Once famously described as "orphan diseases, too small to be noticed, too small to be funded" in the Hollywood drama "Lorenzo's Oil," rare diseases are getting unprecedented attention today among drug manufacturers, who are ramping up research efforts and marketing new medicines that promise fuller lives for children and other patients with these heartbreaking conditions.
That's the finding of a major examination, published in the current edition of Chemical & Engineering News. C&EN is the weekly newsmagazine of the American Chemical Society, the world's largest scientific society, and reaches more than 138,000 scientists, policymakers, educators and others. Written by Senior Editor Lisa Jarvis after months of interviews with patients, parents, pharmaceutical industry officials and others, the story focuses on the status of new drugs for rare diseases. Those 7,000 conditions affect 200,000 patients or fewer.
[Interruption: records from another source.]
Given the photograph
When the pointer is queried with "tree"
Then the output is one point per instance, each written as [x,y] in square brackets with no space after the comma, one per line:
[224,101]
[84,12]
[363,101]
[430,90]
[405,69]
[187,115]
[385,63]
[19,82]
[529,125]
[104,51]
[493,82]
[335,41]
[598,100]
Jarvis describes how a combination of factors coalesced to foster a renaissance in drug development for rare diseases. Smaller drug companies, for instance, have shown that it is possible to make big profits from sales of medicines for rare diseases, and larger companies have taken notice. Patient advocacy groups are another driving force. They are directly funding some research and drawing attention and dollars for research. Deeper insights into the genetics of rare diseases and federal legislation extending patent protection for treatments also have helped.